Refuges minuscules au-dessus des tempêtes
urbaines, des vagues de sortie du travail, des
déferlantes manifestations, des naufrages automobiles,
des accidentés de la vie, des parias de la
sociale, des échoués de la famille, des largués de
la sécu... Balcons fragile passerelle au-dessus des
fracas et tracas.
Terrasses bordées de grands lauriers roses
dans les brumes de l’enfance lumineuse. Mêlée
de parfums d’avoines et de feux, de cristal, de
vanille, de roses... Chant clair de moineaux, de
fauvettes, d’alouettes ou de rossignols, roulement
des colombes, pigeons, tourterelles... Clique des
insectes sudistes, orchestre des jardins et campagnes
provençales.
Les feuillages jouent sur les murs, les sols,
les vitres, les flaques.

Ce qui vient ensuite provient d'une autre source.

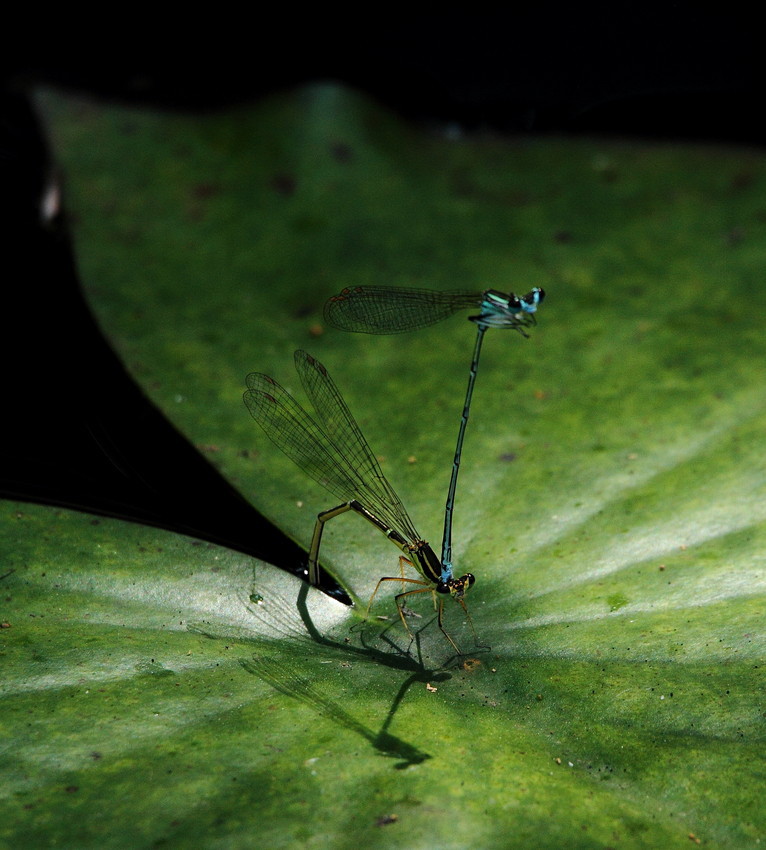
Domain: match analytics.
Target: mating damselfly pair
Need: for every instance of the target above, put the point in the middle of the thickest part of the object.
(331, 448)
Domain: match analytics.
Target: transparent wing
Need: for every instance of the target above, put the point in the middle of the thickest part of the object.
(388, 309)
(347, 438)
(340, 463)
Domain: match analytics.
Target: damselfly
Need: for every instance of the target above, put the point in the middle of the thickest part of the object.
(388, 309)
(333, 451)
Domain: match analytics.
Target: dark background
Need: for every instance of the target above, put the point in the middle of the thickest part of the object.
(74, 429)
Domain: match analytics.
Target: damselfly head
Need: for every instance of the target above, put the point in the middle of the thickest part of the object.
(456, 586)
(528, 303)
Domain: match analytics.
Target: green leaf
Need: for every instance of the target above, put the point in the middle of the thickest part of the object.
(611, 502)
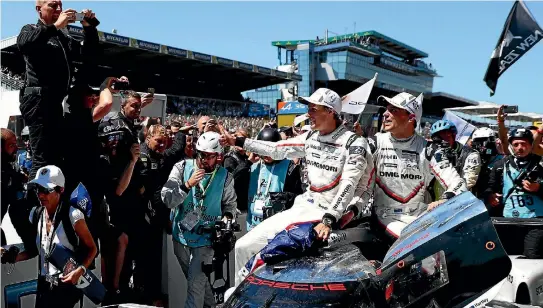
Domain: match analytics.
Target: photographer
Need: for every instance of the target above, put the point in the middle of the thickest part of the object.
(123, 185)
(273, 184)
(49, 53)
(515, 185)
(24, 157)
(13, 190)
(51, 220)
(201, 191)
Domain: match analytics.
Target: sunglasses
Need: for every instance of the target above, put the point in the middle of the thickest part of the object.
(55, 5)
(42, 190)
(206, 156)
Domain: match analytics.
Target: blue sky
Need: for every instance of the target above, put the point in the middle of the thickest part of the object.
(458, 36)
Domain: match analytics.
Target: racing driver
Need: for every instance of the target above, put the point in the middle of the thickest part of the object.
(405, 166)
(337, 160)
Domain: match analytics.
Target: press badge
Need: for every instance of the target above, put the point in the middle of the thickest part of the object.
(258, 209)
(190, 221)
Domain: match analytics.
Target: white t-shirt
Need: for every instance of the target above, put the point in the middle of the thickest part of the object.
(58, 237)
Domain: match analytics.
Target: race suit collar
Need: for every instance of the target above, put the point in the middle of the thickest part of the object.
(335, 133)
(402, 139)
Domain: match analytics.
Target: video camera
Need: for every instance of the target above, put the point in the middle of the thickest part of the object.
(223, 236)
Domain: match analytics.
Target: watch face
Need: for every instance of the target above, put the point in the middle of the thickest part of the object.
(69, 267)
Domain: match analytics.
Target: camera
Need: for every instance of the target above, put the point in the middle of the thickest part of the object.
(120, 85)
(79, 16)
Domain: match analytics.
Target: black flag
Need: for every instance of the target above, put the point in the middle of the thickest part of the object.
(520, 33)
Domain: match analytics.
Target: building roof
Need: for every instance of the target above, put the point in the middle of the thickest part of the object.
(125, 52)
(392, 46)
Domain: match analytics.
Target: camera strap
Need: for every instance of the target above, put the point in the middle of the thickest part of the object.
(530, 166)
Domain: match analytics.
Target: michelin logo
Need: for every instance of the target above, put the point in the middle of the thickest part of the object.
(509, 37)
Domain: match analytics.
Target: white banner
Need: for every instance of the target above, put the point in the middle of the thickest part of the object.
(464, 128)
(355, 102)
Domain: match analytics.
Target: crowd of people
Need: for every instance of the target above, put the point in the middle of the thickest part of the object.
(136, 180)
(252, 125)
(197, 106)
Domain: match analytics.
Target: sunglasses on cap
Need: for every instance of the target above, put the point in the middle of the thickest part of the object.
(43, 190)
(203, 155)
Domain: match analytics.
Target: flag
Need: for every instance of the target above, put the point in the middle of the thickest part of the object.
(355, 102)
(520, 33)
(463, 128)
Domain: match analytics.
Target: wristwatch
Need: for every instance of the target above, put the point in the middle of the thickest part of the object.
(327, 222)
(84, 269)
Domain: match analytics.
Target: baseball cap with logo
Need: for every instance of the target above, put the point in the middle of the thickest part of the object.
(324, 97)
(407, 102)
(49, 177)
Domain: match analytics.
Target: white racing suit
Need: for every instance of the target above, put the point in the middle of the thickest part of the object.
(336, 164)
(404, 170)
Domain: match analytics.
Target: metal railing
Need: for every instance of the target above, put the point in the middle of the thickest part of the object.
(10, 84)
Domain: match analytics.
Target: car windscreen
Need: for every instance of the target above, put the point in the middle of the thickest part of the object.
(257, 292)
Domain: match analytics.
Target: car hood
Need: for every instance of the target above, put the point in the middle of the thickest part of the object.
(345, 263)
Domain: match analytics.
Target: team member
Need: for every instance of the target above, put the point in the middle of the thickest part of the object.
(157, 163)
(238, 164)
(55, 289)
(24, 157)
(515, 183)
(466, 162)
(201, 191)
(123, 185)
(337, 160)
(271, 176)
(49, 55)
(13, 191)
(406, 166)
(484, 142)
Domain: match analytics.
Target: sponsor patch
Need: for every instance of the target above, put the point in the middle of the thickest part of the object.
(357, 150)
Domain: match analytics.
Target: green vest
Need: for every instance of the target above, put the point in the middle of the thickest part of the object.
(209, 209)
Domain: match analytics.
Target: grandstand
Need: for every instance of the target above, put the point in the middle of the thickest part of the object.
(486, 113)
(344, 62)
(179, 73)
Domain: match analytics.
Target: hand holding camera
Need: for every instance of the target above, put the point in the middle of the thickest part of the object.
(135, 151)
(530, 186)
(65, 18)
(195, 178)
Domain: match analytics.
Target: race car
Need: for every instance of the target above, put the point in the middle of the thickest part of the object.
(440, 260)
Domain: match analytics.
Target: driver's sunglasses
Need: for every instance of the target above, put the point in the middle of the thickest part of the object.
(42, 190)
(206, 156)
(55, 5)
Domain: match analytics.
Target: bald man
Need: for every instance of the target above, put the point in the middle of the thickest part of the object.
(49, 54)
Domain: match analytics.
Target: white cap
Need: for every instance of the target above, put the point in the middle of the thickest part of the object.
(407, 102)
(209, 142)
(299, 119)
(49, 177)
(324, 97)
(483, 132)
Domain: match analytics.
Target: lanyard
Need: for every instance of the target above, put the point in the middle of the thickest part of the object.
(265, 193)
(49, 237)
(201, 186)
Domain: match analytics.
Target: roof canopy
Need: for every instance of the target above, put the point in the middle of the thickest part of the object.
(392, 46)
(130, 54)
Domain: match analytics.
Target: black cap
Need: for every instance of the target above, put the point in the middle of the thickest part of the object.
(521, 133)
(269, 134)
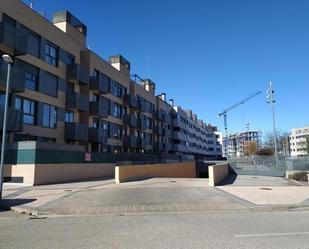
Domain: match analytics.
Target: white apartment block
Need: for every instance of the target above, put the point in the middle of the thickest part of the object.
(234, 145)
(299, 140)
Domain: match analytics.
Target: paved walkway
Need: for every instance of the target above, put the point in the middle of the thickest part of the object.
(157, 195)
(265, 190)
(106, 197)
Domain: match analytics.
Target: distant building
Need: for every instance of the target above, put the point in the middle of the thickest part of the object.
(299, 141)
(240, 144)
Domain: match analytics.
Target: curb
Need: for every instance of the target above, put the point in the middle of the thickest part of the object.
(20, 210)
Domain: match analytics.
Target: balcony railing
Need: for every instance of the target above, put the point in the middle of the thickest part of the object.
(99, 83)
(179, 135)
(130, 120)
(98, 135)
(14, 39)
(77, 101)
(76, 132)
(78, 73)
(130, 101)
(14, 120)
(99, 108)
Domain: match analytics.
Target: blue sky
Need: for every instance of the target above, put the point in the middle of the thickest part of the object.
(209, 54)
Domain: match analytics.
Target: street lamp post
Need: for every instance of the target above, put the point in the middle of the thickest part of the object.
(6, 58)
(271, 100)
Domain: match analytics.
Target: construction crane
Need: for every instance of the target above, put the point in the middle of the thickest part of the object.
(225, 111)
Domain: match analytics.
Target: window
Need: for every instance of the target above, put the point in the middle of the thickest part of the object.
(115, 131)
(116, 89)
(2, 98)
(51, 54)
(49, 85)
(70, 59)
(69, 117)
(31, 81)
(149, 122)
(116, 110)
(49, 116)
(29, 108)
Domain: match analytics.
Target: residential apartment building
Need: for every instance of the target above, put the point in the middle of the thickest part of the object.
(236, 145)
(299, 141)
(64, 93)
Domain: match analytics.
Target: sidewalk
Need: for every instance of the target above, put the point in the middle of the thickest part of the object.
(263, 190)
(160, 195)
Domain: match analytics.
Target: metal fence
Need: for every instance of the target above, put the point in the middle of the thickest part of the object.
(297, 163)
(258, 165)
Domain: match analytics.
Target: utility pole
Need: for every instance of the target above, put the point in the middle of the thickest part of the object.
(7, 59)
(271, 100)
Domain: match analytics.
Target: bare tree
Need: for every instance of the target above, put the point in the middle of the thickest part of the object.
(282, 139)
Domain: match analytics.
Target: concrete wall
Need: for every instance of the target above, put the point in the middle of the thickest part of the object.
(38, 174)
(175, 170)
(217, 173)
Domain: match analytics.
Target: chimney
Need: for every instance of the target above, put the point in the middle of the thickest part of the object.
(64, 20)
(120, 63)
(163, 96)
(171, 102)
(149, 86)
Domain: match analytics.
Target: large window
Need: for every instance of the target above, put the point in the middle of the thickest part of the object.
(69, 117)
(70, 59)
(49, 116)
(51, 54)
(28, 107)
(31, 81)
(116, 89)
(116, 110)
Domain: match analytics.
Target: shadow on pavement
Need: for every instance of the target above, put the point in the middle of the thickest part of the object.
(7, 203)
(228, 180)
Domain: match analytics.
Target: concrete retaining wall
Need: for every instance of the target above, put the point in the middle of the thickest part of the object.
(174, 170)
(37, 174)
(217, 173)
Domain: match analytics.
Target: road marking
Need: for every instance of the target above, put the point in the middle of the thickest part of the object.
(270, 234)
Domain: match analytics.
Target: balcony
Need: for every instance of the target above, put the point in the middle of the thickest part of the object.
(178, 123)
(99, 83)
(17, 81)
(14, 39)
(159, 115)
(141, 143)
(14, 120)
(159, 130)
(179, 135)
(129, 141)
(180, 148)
(77, 101)
(130, 120)
(142, 124)
(76, 132)
(98, 135)
(130, 100)
(99, 108)
(77, 73)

Figures en mouvement,
scènes du fantastique quotidien où se lisent tous
les contes, s’aventurent tous les rêves, se nourrissent
les désirs...
Terrasses. Boissons et nourritures, fruits
frais, viandes grillées, aubergines et tomates,
melons et pastèques... Polars et poèmes, jeux de
mots, mots croisés, belote, dames, échec et mat !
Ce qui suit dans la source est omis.